At the Savvy Source, we love to tout all of the benefits of a good school: more learning, more fun, and more friends. And more friends mean more birthdays to celebrate. Yes, there will be the parties at school, and the parties out of school, the parties with balloons, and the parties with bouncy castles. With all of the time spent celebrating birthdays, we think it's worth taking a few moments here and there to help our youngest children understand what birthdays are all about. So enjoy all the many birthday celebrations ahead of you, and also these wonderful birthday books....

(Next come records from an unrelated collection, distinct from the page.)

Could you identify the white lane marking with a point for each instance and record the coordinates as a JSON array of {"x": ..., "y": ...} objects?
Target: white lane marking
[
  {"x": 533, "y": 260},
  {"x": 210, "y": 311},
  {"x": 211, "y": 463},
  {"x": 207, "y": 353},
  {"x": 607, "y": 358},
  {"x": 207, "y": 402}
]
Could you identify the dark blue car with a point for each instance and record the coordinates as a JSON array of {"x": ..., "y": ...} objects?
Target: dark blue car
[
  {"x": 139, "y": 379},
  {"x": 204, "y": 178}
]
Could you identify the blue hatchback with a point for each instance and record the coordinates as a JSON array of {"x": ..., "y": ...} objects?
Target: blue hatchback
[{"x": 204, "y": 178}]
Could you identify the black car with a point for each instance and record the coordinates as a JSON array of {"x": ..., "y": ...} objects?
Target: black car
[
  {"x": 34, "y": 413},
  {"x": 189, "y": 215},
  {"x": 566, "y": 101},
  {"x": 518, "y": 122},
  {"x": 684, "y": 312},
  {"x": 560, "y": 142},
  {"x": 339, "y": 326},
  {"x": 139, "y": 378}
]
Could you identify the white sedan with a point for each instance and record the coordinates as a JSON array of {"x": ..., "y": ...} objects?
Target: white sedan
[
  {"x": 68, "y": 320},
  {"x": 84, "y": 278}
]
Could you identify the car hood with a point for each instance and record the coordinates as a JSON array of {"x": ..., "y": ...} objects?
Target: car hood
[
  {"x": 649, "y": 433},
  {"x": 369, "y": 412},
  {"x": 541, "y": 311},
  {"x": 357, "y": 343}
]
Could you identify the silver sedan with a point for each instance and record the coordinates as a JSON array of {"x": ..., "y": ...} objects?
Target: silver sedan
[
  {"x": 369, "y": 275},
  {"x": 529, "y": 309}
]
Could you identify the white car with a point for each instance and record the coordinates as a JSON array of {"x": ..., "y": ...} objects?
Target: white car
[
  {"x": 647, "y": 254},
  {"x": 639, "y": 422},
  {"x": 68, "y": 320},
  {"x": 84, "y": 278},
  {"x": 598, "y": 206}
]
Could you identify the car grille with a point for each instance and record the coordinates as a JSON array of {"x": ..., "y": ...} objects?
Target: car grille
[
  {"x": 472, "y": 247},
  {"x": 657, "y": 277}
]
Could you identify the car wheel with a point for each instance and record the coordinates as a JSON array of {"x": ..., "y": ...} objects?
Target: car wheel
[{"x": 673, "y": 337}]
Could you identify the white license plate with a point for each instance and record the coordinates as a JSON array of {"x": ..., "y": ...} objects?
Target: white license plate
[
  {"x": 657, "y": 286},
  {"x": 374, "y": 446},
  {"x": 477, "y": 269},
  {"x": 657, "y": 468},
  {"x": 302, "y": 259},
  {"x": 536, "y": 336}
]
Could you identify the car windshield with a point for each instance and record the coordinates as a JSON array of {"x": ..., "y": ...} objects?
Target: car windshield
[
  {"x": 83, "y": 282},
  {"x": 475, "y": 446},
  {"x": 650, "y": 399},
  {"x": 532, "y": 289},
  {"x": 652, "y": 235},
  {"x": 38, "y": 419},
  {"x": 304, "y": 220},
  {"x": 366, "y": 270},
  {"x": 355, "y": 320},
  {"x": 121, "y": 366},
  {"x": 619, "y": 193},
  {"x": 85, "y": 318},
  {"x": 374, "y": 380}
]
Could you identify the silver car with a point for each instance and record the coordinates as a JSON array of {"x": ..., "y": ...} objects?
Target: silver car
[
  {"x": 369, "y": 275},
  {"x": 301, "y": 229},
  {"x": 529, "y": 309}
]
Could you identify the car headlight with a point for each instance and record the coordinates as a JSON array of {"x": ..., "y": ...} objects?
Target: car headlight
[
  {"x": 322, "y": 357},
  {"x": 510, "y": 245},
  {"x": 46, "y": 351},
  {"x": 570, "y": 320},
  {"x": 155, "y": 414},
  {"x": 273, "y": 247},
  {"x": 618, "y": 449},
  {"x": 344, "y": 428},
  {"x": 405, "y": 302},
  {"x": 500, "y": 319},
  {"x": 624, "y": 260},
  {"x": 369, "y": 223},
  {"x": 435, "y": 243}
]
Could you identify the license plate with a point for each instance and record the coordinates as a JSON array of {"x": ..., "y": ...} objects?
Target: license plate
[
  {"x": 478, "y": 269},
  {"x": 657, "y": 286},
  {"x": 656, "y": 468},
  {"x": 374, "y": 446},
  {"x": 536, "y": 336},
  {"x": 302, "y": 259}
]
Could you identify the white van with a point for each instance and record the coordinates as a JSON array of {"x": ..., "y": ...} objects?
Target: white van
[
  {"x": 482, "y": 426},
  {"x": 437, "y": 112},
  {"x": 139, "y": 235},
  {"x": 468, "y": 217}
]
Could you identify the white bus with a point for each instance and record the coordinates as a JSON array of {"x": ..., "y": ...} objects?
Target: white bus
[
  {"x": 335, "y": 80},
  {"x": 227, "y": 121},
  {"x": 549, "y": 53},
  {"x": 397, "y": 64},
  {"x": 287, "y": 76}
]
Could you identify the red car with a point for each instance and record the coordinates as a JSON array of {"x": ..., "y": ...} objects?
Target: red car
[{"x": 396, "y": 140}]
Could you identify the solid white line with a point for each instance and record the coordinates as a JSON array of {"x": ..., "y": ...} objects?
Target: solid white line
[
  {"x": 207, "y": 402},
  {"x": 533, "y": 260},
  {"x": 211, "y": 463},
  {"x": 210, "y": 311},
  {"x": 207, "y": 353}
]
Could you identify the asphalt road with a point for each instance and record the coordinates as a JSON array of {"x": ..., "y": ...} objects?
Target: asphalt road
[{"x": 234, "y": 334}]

Happy Birthday to You! by Dr. Seuss
If you could have anyone, we mean anyone, magically appear at your doorstep to wish your child a happy birthday, Dr. Seuss would have to be high on the list, right? Well here he is, at the ready, and in very fine form. Only the Doctor himself could produce a "Birthday Bird" (pictured above) who, when a child's birthday comes around, "is in charge of it all" (no more party-planning necessary... wouldn't that be a relief?). And this bird has grand plans indeed. Among other delights, a visit to the Birthday Flower Jungle, getting to pick a present from the Birthday Pet Reservation, and a party at the Birthday Pal-alace are all in store. But best of all, is the Bird's joyous, raucous celebration of the true meaning of birthdays: "Today is your birthday! Today you are you!"

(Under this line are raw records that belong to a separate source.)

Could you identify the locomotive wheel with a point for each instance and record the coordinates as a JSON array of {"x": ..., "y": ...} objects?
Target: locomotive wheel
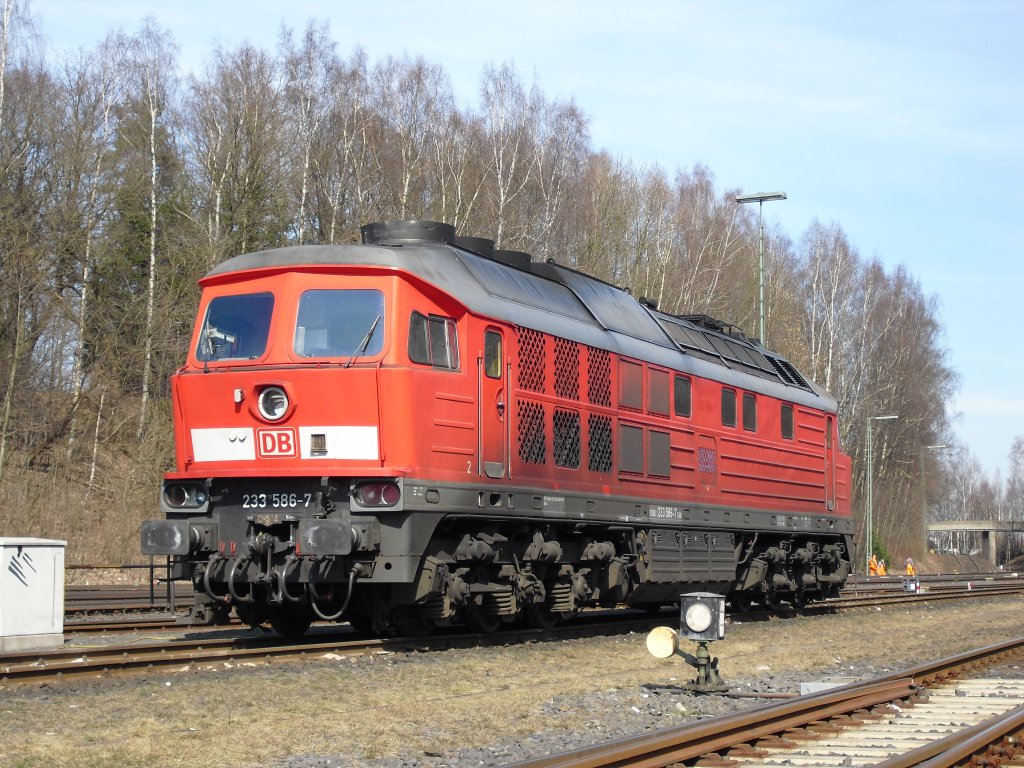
[
  {"x": 542, "y": 617},
  {"x": 291, "y": 622},
  {"x": 478, "y": 621}
]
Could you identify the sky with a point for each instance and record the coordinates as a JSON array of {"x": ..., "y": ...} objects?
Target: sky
[{"x": 902, "y": 122}]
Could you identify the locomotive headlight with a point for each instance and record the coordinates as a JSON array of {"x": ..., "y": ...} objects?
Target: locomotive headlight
[
  {"x": 272, "y": 403},
  {"x": 176, "y": 496},
  {"x": 384, "y": 494},
  {"x": 184, "y": 496}
]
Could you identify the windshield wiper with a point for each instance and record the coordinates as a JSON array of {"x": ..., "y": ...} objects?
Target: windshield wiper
[{"x": 365, "y": 343}]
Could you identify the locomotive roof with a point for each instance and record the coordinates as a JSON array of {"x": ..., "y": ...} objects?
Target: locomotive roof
[{"x": 564, "y": 302}]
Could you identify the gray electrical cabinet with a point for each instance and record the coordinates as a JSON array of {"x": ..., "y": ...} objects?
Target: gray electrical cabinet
[{"x": 31, "y": 593}]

The Little Gorilla by Ruth Lercher Bornstein
What happens on your child's birthday? Balloons, funny hats, cakes, presents, friends, shrieks of joy, laughter, probably some tears, and sheer exhaustion at the end of the day. Amidst all the madness, your little one might not quite yet grasp that all this means that he is getting older. When that realization hits, usually around age three or four, it is usually accompanied by pride and anticipation, but sometimes a bit of anxiety creeps in as well. Here is the perfect antidote: this little gorilla, the beloved baby of the jungle, is just as well-loved when he grows big and tall as he was when he was tiny. It's a message that every four-year-old, or forty-year-old needs to hear.
Mr. Rabbit and the Lovely Present by Charlotte Zolotow and Maurice Sendak
Let's be blunt, for a moment. The whole topic of birthdays can amplify the already ample self-centered tendencies of many of our beloved children. This can be a small problem when it's time to go to someone else's birthday party. And, of course, most birthday parties are someone else's. You know the scene we're picturing: your darling, all dressed up, hair combed, and on best behavior hands her friend a nicely wrapped present and promptly bursts into tears saying, "I want a present!" Even when that someone else happens to be Mommy herself, jealousies can erupt, as in, "I want to blow out the candles!" (And of course we let her.) So it's nice to find a book for little ones about birthdays that is focused on giving, rather than receiving. The little girl of this story is looking for a birthday present for her mother. Along comes Mr. Rabbit, and the two engage in a gentle Socratic dialogue about what kind of present her mother would like. Their answer teaches about colors and birds and friendship, and is as beautiful as Maurice Sendak's watercolors. A lovely present, indeed.